Sunday, September 20, 2009

The two trillion dollar meltdown - Charles Morris


I had at least three reasons for not reading Charles Morris' The Two Trillion Dollar Meltdown. (1) It is being pumped up as an 'I told you so', and let's just say I am sceptical; (2) It has an over-the-top sub-title that I am not crazy about ('Easy money, high rollers, and the great credit crash'); and (3) A personal tick, I don't like books with a number in their title - they always ends up being too simplistic.

But read the book I did, thanks mostly to a Brick and Rope reader who encouraged me on. Glad he did.

The Two Trillion Dollar Meltdown is (another) story of how the wheels came off the American financial services industry in 2007-2008. Economic historian Charles Morris, the story goes, was running a financial software company in 2005, working with some of the top financial companies. Looking at how his software was being used, and the kind of instruments that were getting popular on Wall St, he got convinced that things couldn't possibly end well. He started writing the book on what was going to go wrong and how things were going to break. By the spring of 2007, reality started overtaking events in his crystal ball. The book was published then under the title The Trillion Dollar Meltdown, with the number being Morris' estimate of the total bill the economy would need to pick up. A year later, when it is time for the paperback to be published, the title has been updated to Two Trillion.
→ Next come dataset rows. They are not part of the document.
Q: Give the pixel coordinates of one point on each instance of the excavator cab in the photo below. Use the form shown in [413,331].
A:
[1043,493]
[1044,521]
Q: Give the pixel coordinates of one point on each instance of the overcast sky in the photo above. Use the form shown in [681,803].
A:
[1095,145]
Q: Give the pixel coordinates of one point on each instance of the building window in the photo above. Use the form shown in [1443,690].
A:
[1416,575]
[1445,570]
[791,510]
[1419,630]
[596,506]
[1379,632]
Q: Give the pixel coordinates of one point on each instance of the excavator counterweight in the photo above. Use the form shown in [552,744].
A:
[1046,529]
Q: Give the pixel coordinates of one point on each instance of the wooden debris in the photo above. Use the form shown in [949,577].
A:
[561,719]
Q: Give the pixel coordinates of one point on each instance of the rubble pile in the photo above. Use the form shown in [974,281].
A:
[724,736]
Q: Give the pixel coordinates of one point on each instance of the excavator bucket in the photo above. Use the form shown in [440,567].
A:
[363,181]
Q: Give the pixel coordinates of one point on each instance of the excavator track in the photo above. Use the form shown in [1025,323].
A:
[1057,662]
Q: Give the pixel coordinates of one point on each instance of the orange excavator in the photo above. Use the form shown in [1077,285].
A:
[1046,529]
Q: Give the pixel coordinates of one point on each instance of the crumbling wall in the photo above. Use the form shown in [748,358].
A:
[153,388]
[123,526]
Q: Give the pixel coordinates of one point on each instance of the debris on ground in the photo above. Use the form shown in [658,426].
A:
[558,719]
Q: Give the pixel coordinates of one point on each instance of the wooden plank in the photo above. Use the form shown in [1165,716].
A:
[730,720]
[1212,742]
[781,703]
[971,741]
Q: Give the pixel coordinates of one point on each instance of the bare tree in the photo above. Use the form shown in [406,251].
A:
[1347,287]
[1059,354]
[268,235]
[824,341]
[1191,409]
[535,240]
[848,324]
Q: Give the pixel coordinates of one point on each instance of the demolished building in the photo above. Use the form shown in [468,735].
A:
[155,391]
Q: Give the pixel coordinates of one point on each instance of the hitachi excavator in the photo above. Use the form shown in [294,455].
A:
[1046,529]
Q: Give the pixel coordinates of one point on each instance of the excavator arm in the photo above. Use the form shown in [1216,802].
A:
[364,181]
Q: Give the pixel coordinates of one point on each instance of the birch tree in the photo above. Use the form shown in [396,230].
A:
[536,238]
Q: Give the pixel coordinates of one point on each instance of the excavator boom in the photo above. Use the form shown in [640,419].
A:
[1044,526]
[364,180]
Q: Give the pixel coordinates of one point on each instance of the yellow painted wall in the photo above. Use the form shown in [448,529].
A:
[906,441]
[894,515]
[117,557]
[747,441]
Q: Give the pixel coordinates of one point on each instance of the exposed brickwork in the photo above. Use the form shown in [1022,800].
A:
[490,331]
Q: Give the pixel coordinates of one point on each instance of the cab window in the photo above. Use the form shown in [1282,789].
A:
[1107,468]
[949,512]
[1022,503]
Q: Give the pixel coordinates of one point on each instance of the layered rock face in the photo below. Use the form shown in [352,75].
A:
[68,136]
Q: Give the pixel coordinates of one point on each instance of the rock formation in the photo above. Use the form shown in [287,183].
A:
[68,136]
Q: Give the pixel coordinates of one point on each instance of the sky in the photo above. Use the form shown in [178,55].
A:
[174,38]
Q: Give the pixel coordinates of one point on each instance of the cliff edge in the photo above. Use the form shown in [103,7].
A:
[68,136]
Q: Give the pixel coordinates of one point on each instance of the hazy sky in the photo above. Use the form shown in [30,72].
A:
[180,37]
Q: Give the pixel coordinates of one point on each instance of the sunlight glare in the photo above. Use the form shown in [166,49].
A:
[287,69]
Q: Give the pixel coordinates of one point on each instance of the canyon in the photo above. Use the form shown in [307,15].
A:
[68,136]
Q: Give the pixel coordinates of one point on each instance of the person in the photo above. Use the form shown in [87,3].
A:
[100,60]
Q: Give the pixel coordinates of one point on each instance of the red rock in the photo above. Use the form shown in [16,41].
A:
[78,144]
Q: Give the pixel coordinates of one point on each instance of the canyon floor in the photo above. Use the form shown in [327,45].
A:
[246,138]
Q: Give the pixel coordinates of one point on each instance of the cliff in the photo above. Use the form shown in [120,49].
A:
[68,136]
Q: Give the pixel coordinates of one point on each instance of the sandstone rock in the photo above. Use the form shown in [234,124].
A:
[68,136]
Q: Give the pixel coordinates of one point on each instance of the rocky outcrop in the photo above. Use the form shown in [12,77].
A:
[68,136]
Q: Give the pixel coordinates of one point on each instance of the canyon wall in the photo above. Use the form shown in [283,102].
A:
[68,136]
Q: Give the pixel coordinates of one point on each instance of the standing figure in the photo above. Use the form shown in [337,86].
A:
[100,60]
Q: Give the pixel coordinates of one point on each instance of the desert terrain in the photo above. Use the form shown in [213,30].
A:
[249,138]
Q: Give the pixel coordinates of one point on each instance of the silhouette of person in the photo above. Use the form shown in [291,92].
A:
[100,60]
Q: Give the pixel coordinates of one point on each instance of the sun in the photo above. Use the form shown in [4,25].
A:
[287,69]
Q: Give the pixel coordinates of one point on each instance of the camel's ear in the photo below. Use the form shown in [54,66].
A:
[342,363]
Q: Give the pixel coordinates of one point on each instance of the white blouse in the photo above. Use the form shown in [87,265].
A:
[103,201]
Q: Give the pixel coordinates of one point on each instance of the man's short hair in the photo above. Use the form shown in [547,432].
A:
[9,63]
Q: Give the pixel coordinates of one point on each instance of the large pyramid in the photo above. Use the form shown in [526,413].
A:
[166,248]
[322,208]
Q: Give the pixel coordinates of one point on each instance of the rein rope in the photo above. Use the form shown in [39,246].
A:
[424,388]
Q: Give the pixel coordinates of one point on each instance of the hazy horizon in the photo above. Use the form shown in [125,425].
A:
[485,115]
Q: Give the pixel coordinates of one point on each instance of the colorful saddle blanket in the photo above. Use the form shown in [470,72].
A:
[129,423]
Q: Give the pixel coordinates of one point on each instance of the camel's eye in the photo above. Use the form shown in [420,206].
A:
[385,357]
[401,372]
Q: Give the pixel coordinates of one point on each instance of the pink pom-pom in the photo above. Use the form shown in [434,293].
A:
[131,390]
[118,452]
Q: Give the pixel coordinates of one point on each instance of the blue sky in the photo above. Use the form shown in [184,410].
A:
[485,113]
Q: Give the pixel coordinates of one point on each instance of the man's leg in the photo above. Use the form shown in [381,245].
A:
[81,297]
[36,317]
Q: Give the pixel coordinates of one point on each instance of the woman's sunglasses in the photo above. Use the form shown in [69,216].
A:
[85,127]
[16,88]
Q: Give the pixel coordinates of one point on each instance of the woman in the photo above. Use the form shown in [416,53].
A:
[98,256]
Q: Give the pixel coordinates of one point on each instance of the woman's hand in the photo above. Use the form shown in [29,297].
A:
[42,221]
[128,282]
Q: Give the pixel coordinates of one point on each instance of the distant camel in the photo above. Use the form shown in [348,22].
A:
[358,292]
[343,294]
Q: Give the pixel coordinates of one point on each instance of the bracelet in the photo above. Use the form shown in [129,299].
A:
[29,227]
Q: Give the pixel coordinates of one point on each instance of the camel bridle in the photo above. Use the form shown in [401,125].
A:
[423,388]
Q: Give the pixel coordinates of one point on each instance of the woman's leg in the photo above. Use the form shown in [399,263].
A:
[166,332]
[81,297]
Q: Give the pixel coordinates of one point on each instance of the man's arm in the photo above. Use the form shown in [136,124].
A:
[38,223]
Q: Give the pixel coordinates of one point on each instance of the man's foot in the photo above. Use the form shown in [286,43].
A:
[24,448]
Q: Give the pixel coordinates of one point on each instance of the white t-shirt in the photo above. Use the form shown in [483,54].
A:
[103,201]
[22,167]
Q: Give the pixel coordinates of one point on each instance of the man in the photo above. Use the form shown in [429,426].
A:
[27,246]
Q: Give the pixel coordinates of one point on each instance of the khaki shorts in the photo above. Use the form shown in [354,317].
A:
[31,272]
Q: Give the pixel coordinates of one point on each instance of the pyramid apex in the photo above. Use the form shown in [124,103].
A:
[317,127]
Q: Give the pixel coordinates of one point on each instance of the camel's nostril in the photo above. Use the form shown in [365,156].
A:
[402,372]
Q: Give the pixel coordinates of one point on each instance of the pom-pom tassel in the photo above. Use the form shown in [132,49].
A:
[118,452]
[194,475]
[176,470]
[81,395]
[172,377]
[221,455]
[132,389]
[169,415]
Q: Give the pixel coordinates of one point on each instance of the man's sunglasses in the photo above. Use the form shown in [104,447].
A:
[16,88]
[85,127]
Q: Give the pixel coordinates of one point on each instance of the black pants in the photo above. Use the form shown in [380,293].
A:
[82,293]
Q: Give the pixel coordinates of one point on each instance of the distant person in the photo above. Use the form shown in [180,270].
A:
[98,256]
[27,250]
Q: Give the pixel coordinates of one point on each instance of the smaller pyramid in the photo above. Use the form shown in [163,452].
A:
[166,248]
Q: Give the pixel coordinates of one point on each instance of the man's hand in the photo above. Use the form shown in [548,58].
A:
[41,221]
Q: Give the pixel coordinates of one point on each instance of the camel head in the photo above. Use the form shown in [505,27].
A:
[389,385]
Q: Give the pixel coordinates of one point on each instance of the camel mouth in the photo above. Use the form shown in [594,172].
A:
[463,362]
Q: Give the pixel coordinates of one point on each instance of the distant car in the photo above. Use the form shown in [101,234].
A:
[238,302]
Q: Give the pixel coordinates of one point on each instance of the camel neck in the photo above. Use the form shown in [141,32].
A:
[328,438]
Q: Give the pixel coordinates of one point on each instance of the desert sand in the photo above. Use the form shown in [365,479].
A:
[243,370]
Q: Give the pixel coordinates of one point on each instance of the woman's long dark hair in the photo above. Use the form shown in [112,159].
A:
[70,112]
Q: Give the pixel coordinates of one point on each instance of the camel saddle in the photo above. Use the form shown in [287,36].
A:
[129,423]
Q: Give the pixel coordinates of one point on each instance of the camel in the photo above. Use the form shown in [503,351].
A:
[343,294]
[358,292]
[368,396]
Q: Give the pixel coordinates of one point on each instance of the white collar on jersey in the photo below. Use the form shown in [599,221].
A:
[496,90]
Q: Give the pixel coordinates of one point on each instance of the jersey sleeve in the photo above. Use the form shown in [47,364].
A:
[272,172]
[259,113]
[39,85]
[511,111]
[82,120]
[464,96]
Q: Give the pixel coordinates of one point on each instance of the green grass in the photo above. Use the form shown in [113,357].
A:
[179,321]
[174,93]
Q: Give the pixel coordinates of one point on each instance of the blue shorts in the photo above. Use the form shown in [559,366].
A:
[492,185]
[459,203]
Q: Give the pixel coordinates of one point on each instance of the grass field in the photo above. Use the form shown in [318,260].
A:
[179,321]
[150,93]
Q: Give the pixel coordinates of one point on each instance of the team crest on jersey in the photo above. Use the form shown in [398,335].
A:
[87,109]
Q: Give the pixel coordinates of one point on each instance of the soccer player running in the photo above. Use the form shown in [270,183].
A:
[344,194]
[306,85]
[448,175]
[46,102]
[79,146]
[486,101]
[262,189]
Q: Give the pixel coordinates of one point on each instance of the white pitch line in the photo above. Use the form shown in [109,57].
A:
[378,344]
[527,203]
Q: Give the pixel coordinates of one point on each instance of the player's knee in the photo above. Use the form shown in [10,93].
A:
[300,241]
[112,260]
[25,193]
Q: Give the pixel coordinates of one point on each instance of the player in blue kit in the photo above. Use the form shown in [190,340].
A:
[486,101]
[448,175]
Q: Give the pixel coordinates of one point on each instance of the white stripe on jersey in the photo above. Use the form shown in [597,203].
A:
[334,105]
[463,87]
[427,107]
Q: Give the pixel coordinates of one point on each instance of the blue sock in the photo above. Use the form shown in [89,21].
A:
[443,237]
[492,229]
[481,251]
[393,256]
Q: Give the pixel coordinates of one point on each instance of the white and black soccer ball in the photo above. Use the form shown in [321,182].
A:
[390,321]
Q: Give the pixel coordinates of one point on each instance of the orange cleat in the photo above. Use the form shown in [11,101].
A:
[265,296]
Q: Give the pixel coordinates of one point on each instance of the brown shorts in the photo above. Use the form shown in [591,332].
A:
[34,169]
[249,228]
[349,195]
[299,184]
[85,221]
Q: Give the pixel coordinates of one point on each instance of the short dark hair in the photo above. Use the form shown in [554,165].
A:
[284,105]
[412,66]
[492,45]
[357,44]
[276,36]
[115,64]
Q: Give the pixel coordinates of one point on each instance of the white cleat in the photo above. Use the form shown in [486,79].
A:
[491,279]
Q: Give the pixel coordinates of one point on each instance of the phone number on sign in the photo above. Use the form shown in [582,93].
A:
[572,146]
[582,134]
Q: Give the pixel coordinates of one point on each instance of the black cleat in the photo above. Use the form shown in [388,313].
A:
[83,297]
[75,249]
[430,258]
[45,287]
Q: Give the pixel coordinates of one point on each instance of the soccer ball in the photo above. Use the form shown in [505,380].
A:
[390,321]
Enough said.

In the book, Morris tries something that has become rather difficult to pull off in the polarized times we live in - he tries to walk a centrist path. Not too liberally Keynesian. Not too conservatively Chicago School. That is one of the great strengths of The Two Trillion Dollar Meltdown. The other is Morris' easy felicity with words. The pace is set early. In the foreword, Morris writes -
At its core, [this is] a crisis of the classic 'Argentinean' variety - a debt-fed party, marked by a consumer binge on imported goods, and the strutting of an ostentatious new class of super-rich, who had invented nothing and built nothing, except intricate chains of paper claims that duller people mistook for wealth.
I was hooked. Informed and articulate? Isn't that refreshing?

Morris' broader thesis on American economic history provides the bookends between which he lays out his story of what led to the particular crisis of 2007/8. His thesis is this: The ruling political / economic consensus in America alternates between liberal and conservative in roughly 25-30 year cycles. The liberal, Keynesian view believes in an active role for government in the economy and in a regulatory environment that sets up the rules of the game every player needs to follow. The conservative, Chicago School / Milton Friedman view holds that a free market always finds the best answer and the role of government is to get everything out of the market's way. The long government-centric policy making of the '60s, in Morris' view, led to the 'Great Inflation' of the '70s which Paul Volcker broke with his 'forced recession'. With the election of Reagan in 1980, the Chicago School took over in Washington and what followed was 25+ years of continuous financial deregulation and 'markets know best' thinking in Washington. But, Morris goes on, both schools of thought suffer from a problem - they can't control their own excesses.

In the early days of a cycle, the new ways of thinking are like a fresh breeze that blows away the mythologies of the past. Inevitably, through a kind of Gresham's law of
incumbency, breezes become doldrums, and leaders get trapped in mythologies of their own. Liberal cycles inevitably succumb to the corruptions of power, conservative cycles to the corruptions of money.

In talking about the details of how we ended up here, The Two Trillion Dollar Meltdown has some remarkably simple explanations of the key financial instruments created in recent years - stuff that can easily bog a book down end up being some of the stronger points of this one. I particularly enjoyed Morris' clear explanations of credit derivatives.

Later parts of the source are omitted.